価格変動リスクは相場の価格が変動するリスクで、購入後に評価額が下がると含み損となってしまいます。

米国市場には日本のように「値幅制限」がありません。値幅制限は1日の値動きの幅を制限するもので1日に数十%下落することもあります。


ETFにも投資信託のようにインデックスファンド(特定の指標と連動した動きを目指すもの)とアクティブファンド(プロの投資家がインデックスファンド以上の利益を目指す)があります。レバレッジ(数倍の値動きを目指す)がかかったファンドもあり、アクティブファンドやレバレッジファンドは価格変動が激しく高リスク・高リターンの商品です。


一方で、インデックスファンドは信託報酬が低く低リスク低リターンの商品が多いと言われています。


なお筆者は以前ARK Investment社の運用するアクティブファンド「ARKK(アークイノベーションETF)」を保有していました。

ARKKはテスラやZoomなど破壊的なイノベーションを起こす企業で構成されたファンドです。高リスク・高リターンで、利上げによる値下がりが激しく10万円程損切りしました。


カントリーリスク

米国の政治・経済などが不安定となり、株価が値下がりするリスクです。例えば昨年ロシアがウクライナに侵攻した際に、ロシア通貨ルーブルが大暴落した現象が「カントリーリスク」と言えるでしょう。


投資対象国のリスクが気になる人は国債の「格付け」をチェックしてみましょう。
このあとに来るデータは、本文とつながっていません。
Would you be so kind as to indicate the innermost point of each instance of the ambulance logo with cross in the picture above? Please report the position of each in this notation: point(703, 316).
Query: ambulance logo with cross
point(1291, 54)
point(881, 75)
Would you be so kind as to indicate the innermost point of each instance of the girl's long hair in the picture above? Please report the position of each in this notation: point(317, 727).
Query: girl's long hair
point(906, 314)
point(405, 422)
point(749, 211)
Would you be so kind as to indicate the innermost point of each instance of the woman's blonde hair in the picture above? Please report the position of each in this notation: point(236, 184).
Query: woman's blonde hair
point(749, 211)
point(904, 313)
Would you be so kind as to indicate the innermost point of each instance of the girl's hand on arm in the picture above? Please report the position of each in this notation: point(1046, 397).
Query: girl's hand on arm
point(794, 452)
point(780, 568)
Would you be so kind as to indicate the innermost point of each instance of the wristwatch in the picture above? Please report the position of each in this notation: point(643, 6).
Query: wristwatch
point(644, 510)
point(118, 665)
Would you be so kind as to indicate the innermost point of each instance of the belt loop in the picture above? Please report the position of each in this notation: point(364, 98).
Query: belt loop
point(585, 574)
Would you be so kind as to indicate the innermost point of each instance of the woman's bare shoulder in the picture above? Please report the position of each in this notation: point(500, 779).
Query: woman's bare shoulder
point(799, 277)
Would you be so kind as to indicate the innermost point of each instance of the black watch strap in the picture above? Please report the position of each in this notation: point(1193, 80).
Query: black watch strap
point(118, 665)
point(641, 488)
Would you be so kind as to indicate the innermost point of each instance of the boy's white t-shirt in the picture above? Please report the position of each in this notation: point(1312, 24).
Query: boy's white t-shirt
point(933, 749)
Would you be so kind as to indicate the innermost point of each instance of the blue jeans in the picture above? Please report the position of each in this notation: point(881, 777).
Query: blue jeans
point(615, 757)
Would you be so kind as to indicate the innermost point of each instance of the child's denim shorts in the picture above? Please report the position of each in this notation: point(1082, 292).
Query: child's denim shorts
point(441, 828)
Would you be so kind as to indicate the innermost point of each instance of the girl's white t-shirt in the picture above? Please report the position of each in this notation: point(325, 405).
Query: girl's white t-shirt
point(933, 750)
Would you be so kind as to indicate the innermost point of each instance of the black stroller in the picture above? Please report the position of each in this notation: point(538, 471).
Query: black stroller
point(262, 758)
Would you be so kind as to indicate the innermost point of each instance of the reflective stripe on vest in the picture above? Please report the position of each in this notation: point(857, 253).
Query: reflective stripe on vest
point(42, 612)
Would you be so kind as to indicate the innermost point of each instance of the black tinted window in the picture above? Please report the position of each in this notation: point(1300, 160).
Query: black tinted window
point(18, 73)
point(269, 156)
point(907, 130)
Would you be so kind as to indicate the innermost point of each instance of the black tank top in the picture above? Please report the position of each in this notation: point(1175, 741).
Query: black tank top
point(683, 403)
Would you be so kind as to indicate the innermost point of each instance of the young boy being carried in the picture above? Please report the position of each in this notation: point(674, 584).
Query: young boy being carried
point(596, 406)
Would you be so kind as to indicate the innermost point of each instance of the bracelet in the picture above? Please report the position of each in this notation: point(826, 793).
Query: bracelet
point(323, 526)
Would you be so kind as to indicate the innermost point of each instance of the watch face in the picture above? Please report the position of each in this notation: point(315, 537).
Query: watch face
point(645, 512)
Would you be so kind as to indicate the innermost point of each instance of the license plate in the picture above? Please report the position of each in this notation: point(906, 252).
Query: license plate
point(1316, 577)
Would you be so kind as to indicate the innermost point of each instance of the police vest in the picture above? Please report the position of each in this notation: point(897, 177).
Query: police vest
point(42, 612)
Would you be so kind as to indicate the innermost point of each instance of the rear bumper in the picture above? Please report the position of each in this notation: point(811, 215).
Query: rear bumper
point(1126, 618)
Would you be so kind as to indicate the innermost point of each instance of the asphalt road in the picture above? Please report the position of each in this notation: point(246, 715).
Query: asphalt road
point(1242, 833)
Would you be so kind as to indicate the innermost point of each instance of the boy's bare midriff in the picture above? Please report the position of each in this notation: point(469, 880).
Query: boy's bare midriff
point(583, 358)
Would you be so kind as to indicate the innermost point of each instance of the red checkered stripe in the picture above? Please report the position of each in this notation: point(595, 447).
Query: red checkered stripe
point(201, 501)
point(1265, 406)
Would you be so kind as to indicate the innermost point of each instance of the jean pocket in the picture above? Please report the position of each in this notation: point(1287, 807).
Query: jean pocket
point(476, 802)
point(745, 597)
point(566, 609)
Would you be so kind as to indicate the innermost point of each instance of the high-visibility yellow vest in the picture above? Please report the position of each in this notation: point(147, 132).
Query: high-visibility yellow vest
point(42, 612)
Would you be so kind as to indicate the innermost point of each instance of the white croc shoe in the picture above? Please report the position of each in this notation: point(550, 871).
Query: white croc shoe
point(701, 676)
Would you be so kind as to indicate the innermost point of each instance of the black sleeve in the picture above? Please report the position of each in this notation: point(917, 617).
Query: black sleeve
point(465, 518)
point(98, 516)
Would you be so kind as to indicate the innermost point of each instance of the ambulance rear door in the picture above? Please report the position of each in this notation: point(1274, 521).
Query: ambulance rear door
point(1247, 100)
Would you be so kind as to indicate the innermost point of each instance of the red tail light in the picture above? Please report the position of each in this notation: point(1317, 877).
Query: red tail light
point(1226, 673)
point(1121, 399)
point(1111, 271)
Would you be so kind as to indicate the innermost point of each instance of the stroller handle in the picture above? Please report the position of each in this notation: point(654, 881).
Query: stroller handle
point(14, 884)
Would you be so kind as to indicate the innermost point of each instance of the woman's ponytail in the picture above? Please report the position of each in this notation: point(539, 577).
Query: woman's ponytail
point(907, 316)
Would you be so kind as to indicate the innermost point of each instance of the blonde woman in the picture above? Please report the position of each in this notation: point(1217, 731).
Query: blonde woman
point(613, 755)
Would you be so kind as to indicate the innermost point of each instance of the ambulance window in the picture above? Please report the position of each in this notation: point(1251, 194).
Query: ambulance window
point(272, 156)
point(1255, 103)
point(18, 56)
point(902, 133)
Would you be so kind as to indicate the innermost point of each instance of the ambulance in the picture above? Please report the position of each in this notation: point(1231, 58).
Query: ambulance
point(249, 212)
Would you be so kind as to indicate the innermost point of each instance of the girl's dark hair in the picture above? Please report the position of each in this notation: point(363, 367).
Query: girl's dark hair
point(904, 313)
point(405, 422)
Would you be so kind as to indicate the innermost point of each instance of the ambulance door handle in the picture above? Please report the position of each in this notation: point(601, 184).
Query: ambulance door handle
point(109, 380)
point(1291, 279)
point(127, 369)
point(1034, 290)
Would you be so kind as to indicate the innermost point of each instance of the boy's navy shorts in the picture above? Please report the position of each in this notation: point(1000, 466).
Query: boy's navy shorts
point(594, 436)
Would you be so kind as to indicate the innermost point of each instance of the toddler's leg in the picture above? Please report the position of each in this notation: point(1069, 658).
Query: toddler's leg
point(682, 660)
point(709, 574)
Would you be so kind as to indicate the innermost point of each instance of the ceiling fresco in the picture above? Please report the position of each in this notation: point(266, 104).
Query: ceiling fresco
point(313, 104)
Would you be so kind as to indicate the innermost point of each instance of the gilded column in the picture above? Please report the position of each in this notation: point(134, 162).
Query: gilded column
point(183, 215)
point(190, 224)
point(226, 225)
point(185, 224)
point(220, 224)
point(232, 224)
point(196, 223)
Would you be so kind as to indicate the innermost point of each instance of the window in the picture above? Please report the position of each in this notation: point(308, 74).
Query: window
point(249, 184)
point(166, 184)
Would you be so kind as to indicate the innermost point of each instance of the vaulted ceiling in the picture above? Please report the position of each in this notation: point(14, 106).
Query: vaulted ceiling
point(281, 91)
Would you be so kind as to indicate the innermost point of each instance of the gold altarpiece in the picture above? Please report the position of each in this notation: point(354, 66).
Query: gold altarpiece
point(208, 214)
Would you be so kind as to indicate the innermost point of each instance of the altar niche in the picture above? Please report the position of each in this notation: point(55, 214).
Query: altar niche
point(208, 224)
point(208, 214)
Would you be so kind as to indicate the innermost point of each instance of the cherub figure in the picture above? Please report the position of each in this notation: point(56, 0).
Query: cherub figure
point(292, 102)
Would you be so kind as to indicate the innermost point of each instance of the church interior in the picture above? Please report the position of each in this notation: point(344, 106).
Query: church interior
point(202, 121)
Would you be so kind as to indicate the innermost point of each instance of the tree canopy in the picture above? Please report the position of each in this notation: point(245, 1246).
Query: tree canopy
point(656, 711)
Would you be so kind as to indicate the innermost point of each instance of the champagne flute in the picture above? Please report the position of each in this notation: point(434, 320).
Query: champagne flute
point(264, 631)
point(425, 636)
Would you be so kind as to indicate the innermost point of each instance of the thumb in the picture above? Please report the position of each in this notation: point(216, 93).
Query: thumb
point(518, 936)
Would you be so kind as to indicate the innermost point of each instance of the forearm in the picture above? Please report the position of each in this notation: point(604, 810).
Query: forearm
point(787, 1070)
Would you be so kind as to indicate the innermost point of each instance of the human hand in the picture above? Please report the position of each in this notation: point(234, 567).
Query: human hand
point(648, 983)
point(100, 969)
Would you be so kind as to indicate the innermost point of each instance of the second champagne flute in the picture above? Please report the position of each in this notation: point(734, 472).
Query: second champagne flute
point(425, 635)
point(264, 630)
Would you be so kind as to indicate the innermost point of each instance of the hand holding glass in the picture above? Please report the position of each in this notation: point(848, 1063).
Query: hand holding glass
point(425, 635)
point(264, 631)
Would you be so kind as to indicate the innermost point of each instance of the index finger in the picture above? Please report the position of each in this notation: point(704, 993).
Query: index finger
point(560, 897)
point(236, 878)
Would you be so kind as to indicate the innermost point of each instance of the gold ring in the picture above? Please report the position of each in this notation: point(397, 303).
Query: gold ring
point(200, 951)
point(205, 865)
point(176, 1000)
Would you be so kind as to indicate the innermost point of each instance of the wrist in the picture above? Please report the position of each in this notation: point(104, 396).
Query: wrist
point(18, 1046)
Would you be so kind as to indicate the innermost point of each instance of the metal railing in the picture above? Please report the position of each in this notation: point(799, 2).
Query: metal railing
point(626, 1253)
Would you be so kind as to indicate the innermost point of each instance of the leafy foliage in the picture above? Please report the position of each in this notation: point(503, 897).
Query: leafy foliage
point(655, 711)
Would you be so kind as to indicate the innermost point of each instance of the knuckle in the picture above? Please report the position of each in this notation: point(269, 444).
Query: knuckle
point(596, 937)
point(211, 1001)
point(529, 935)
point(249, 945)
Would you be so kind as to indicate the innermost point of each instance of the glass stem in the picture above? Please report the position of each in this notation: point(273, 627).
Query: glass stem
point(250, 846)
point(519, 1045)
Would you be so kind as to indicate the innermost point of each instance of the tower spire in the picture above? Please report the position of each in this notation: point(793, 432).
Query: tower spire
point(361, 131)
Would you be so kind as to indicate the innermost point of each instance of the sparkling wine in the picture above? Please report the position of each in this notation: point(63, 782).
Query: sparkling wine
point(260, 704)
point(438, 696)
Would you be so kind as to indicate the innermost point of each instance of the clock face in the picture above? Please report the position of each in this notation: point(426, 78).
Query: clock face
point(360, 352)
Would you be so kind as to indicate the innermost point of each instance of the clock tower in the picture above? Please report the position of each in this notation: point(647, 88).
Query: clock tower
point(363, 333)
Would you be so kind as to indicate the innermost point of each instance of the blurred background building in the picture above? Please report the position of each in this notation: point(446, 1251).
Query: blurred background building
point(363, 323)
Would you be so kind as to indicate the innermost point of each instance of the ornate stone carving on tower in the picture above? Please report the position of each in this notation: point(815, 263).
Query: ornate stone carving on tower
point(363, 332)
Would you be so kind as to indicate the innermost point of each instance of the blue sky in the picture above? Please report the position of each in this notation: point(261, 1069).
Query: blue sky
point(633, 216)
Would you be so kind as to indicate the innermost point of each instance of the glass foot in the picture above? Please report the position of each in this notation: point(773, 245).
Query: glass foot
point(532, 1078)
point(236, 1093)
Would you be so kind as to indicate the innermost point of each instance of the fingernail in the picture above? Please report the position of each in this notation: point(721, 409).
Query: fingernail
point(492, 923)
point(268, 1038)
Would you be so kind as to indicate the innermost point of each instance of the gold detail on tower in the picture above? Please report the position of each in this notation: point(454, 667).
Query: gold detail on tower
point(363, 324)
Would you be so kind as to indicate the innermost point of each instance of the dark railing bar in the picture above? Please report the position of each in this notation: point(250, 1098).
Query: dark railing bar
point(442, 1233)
債券の「格付け」はもっとも信用度が高いものはAAAで、AA・A・BBB・BB・B・CCC・CC・Cの順番で信用度が低くなります。


BBB以上の格付けを信用度が比較的良好で、BB以下は信用度が低いとされています。格付けは民間の会社が行うもので、会社によって評価が異なりますので指標として捉えておきましょう。


米国は世界第1位のGDP、生産年齢人口が20年間減らないという見通しなどから筆者はカントリーリスクが低いと予測しています。(「現役投資家が解説!米国株・ETFに投資する理由3つとは?長期の見通しも」参照)


なお2022年10月31日時点で米国はA~AAAの間で格付けされており、日本はAA+と評価されています。


流動性リスク

流動性の低い株式・ETFを保有することで、売却して現金化するまでに時間がかかるリスクが生じます。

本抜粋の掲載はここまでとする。